The Roosevelt Hotel was completed in 1924 and is named in honour of former US President Theodore Roosevelt, who had previously been the governor of New York State. It has 1,015 rooms, including 52 suites. Some of the suites are among the most luxurious available in Manhattan. The hotel has a remarkably good location, adjacent to Grand Central Terminal, one of the two major railway stations in New York, and right in the middle of the largest business district in the US.
In 1979, PIA, through its subsidiary PIA Investments Limited, leased the hotel on a 20-year lease with the option to buy the hotel at a specified price at the end of the lease period. One of the investors in the deal was Prince Faisal bin Khalid bin Abdulaziz Al Saud of Saudi Arabia. The hotel is operated through a management contract by Interstate Hotels and Resorts – a subsidiary of Brookfield Asset Management, a Canadian investment firm.
In 1999, during the second administration of Prime Minister Nawaz Sharif, the government chose to exercise its option of purchase and bought the hotel, along with Prince Faisal, for $36.5 million. The previous owners engaged in a year-long battle in court, arguing that since the hotel was worth at least $250 million at the time, they should not be obliged to sell at the previously arranged price.
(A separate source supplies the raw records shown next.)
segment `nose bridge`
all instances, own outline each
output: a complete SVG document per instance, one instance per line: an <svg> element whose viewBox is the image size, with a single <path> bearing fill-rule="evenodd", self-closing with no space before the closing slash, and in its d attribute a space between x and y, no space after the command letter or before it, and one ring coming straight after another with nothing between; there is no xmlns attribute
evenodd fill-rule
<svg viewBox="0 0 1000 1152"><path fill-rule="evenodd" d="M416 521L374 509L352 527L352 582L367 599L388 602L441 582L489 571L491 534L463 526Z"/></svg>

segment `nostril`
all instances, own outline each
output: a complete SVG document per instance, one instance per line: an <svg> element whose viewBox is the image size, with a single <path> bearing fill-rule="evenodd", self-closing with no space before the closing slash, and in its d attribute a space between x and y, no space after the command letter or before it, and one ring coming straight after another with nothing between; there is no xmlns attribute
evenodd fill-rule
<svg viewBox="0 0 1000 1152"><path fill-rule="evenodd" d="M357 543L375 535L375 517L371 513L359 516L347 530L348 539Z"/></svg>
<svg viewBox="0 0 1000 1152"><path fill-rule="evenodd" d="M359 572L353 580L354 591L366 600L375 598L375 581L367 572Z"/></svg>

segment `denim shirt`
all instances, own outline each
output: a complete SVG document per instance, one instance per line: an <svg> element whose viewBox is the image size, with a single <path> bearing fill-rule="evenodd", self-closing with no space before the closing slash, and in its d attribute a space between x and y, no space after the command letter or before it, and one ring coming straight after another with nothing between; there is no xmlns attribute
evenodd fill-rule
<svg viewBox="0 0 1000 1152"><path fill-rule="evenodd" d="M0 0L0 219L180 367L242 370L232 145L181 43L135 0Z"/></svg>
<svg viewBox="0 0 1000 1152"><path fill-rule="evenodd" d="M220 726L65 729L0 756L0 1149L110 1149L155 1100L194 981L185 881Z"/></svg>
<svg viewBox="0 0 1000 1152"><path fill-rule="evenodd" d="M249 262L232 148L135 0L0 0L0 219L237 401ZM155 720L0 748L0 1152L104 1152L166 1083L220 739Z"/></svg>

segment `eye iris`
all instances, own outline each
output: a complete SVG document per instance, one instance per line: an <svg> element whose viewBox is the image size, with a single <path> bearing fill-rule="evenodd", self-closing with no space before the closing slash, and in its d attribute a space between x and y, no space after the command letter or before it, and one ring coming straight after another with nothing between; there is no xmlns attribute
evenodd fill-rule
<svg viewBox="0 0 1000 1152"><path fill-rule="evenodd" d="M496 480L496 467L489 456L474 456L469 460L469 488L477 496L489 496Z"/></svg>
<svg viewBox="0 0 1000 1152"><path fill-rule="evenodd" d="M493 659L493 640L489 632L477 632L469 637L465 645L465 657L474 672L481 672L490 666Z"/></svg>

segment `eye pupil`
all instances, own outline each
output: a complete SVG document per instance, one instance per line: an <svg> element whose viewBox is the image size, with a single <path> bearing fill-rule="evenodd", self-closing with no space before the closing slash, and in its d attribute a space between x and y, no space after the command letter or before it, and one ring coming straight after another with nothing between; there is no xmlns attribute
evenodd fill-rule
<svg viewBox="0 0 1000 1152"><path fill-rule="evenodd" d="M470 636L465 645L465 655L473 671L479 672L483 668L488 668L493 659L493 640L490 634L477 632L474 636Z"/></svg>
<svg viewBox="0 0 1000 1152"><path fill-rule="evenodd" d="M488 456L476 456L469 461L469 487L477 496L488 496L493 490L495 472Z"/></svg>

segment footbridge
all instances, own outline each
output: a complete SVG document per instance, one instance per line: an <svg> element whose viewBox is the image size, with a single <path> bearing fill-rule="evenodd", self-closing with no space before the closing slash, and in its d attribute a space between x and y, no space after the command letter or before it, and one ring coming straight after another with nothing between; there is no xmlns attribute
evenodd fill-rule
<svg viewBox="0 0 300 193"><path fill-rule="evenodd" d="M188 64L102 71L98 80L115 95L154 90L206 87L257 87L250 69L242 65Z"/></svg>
New York courts ruled in favour of the Government of Pakistan in June 2000, though PIA was forced to pay off the $23 million mortgage on the hotel.
And so, in the early years of the Musharraf administration, the government came to own a prime piece of New York real estate and bought it at a steal of a price. Yet in reality, this was merely the recovery of what had until then been a losing deal for PIA. The Roosevelt Hotel had lost money for PIA for nearly every year between 1979 and 1999. The government bought out the Saudi prince’s share in 2005 for $40 million.
The government put up the hotel for sale in 2007 for $1 billion but was never able to close the deal, largely due to the near-simultaneous change in government in Islamabad and collapse in US real estate prices. In 2011, the government formally took the hotel off the market.
Now, with the government trying to restructure PIA, the hotel may once again be put up for sale. So how much is the hotel worth now?
According to many real estate experts, this is one of the best times to be selling a hotel in New York City. Several large, iconic hotels have recently been sold, creating a high benchmark for asking prices. The Waldorf-Astoria, one of the most famous hotels in the world, was recently sold by Hilton Hotels to Anbang Insurance Group – a Chinese insurance company – for $1.95 billion, which translates to $1.4 million per room. Two other hotels in Midtown Manhattan – the Park Lane Hotel and the Langham Place Fifth Avenue – recently sold for over $1 million per room. However, the average price of a hotel sold in Manhattan was $627,000 per room in 2014, according to a report by Bloomberg.
So what would that translate to for The Roosevelt Hotel? At the average price, the Roosevelt, with its 1,015 rooms, would sell for $636 million. If it sells for the prices of hotels sold in Midtown Manhattan, which are its true comparable, it would sell for between $1 billion and $1.4 billion in enterprise value.
In short, it is an extremely valuable asset that would fetch some much needed cash for the government. So should it be sold? Well, the consolidated financial statements of PIA showed that the hotel contributes a negligible amount in terms of annual cash flow to the airline, and offers no real direct strategic benefits. When an asset has a high market price, low cash flows and no real strategic value, it is usually a good time to sell.
Published in The Express Tribune, January 7th, 2015.